The report details the findings of an investigation by a commission of enquiry into financial and administrative mismanagement in the Ikwezi Municipality. The findings are damning.
Ikwezi’s municipal council was instructed to take action to rectify the many failings, and was required to have done so by 15 August 2014.
Not unsurprisingly, the council has failed to comply with the instruction. Not one of the deadlines prescribed by the MEC have been met.
The council session at which the report was presented was a closed one, and the report was thus considered confidential. However, given the fact that seven months (of inaction) have passed, it is understandable that the report has been leaked. Now that the community is aware of the findings of the investigation, they are under an obligation (legally and morally) to take action. As a public representative who has Ikwezi municipality as part of my constituency, I, too, am under an obligation to take action.
But I am not alone. Ideally, the Ikwezi council should be taking action without being prompted by protest action. We have all but given up on that hope.
So what action will I and my DA colleagues take?
1. The Ikwezi Municipality has done its residents an extreme disservice. It has mismanaged the administration and the finances of the municipality such that illegal appointments have been made, irregular and wasteful payments have been processed, contractors and consultants have been appointed and paid without due process, and has brought the municipality to a state of bankruptcy. The MEC threw the municipality a lifeline in July last year (albeit a poorly crafted attempt). The Municipality has done nothing to rectify its dysfunctionality. It is time for the Mayor to go. The people of Ikwezi cannot afford his obvious incompetence.

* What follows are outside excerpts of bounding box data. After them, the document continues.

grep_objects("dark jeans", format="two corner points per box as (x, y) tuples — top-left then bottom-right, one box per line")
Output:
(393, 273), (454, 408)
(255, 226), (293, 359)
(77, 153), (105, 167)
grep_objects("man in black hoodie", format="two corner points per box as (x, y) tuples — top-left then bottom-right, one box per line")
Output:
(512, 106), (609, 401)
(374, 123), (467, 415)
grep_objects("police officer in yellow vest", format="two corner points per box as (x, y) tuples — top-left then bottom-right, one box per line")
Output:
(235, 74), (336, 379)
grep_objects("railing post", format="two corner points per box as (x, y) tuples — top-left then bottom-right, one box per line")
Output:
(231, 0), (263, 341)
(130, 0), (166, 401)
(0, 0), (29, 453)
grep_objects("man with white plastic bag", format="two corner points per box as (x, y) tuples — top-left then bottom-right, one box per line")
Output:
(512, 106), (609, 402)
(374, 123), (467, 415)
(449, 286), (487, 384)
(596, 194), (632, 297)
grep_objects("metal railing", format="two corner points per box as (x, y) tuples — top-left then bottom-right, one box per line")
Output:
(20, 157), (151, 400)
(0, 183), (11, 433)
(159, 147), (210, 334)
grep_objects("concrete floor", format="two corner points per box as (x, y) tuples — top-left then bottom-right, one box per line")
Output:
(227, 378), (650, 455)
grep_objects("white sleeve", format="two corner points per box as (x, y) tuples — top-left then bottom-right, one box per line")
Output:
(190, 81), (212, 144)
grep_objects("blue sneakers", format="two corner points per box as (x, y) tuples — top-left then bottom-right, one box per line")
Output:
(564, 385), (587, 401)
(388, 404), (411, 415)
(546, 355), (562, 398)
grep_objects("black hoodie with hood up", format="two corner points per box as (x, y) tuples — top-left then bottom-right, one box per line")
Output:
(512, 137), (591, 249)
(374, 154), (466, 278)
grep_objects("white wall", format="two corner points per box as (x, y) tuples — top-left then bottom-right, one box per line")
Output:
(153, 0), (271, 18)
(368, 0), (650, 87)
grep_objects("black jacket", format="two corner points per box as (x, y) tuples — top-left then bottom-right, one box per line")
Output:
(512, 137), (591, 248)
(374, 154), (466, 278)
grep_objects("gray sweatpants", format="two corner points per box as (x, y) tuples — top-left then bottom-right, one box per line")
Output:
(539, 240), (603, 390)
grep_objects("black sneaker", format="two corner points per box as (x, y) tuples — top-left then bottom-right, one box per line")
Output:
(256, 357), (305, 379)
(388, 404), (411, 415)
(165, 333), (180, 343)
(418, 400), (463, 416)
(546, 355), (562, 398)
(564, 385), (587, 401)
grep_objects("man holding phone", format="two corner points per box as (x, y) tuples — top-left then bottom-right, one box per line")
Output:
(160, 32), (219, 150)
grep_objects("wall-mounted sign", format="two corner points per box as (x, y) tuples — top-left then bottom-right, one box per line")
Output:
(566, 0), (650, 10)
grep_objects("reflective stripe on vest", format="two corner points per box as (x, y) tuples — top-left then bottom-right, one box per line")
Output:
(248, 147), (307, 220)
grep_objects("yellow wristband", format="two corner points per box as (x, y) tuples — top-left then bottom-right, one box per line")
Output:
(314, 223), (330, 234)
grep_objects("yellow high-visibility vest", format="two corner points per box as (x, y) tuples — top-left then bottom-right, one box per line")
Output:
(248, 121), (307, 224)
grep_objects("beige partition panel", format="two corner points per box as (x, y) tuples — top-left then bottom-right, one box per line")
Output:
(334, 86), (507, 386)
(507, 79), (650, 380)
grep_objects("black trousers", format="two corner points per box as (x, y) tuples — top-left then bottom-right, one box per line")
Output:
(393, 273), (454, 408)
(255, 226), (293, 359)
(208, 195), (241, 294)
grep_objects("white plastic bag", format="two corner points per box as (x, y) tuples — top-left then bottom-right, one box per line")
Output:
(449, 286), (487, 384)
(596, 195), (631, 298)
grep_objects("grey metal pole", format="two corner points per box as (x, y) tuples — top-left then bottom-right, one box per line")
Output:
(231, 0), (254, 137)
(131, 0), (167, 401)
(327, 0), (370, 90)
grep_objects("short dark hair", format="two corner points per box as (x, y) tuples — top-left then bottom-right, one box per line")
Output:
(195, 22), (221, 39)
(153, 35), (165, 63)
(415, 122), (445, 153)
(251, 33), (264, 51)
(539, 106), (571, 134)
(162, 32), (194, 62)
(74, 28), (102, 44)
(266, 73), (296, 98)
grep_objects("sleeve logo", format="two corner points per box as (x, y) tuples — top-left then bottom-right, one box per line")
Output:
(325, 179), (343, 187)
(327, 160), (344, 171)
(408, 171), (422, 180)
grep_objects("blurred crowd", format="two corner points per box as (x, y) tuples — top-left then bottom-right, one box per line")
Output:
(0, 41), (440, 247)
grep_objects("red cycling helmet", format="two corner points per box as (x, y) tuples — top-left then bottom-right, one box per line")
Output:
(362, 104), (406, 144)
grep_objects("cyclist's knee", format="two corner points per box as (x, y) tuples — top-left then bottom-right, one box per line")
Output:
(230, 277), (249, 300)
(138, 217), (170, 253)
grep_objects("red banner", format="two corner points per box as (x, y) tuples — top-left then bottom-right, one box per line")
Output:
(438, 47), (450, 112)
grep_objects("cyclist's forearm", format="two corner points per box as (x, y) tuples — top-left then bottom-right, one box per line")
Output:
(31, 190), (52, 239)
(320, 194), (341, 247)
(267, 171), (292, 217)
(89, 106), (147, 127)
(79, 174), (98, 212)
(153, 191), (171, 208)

2. Every one of the recommendations contained in the MEC’s report must be acted upon, thoroughly and transparently. The MEC allowed 30 days from the date of presentation of his report for action to be taken. So, we too demand that action be taken within 30 days – by Friday 20 March 2015, in other words. By that date, inter alia:
The matter of the irregular appointment of the Municipal Manager, Mr Gutas, must be finalised;
- The irregular appointment of the unqualified Chief Financial Officer must be declared;
- Contracts with consultants and contractors that were concluded without following the Supply Chain Management policy must be terminated;
- Disciplinary action must be instituted for unauthorised payments by the Chief Financial Officer, including an advance payment of R1 million to a contractor;
- Civil action must be instituted to recoup, from the responsible municipal officials, the irregular payment of R23 257,64 as an acting allowance and R20 000 bonus to the MM’s Personal Assistant, the irregular payment of R46 145,88 as an acting allowance to the Performance Management Unit, and the irregular payment of R670 729,51 as an acting allowance paid to the illegally-appointed Legal Advisor be recouped;
- A detailed plan to address the adverse findings of the report must be compiled, made public via a council meeting, and submitted to the MEC.

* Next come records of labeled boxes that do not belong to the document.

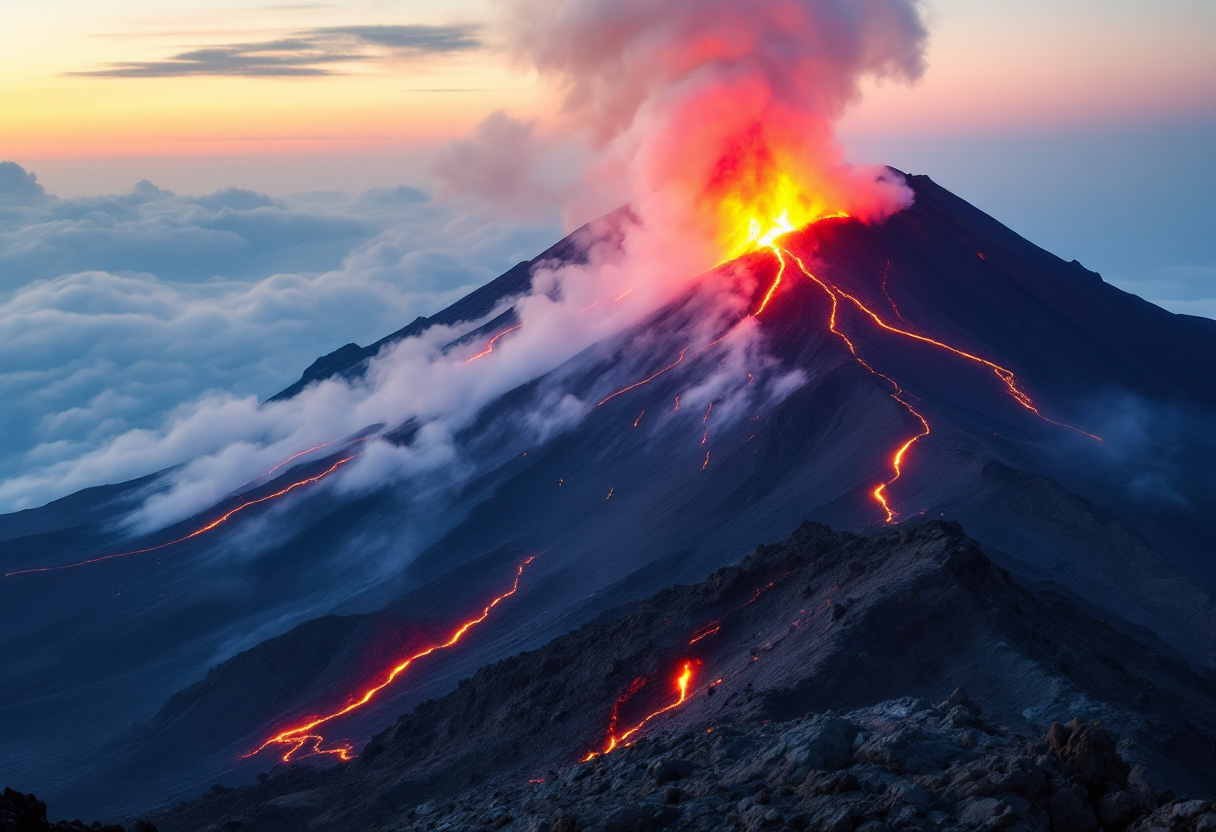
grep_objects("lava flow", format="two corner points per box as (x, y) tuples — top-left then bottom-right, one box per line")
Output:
(749, 208), (1102, 523)
(241, 555), (536, 763)
(4, 451), (355, 578)
(465, 324), (523, 364)
(596, 347), (688, 407)
(582, 659), (692, 763)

3. The South African Constitution demands that “the national government and provincial governments… must support and strengthen the capacity of municipalities to manage their own affairs, to exercise their powers and to perform their functions”. The MEC is obviously fully aware that his ANC cadre-colleagues are running the Ikwezi Municipality into the ground; he has already acted in terms of section 139(5) of the Municipal Systems Act. MEC Xasa has commissioned an enquiry (referred to above), and has assigned an acting Municipal Manager to the council. Clearly, the minimal intervention has not resulted in a true strengthening of the capacity of the municipality. The MEC has a constitutional obligation to monitor progress, and demand action. He has reneged on his obligations. But Mr Xasa must become actively involved in the fortunes of Ikwezi Municipality and its long-suffering residents.
4. Local government elections will be held next year. The need for change is clear. We will campaign vigorously for the people of Ikwezi to vote DA, in order to secure a government that can make their municipality work for them.
We demand action to protect Ikwezi residents from self-serving politicians and officials who have robbed Ikwezi ratepayers of the service delivery they deserve. Most importantly, we demand action from the provincial- and national government make Ikwezi work as per the prescripts of the Municipal Systems and Structures Act, as well as those of the Municipal Finance Management Act.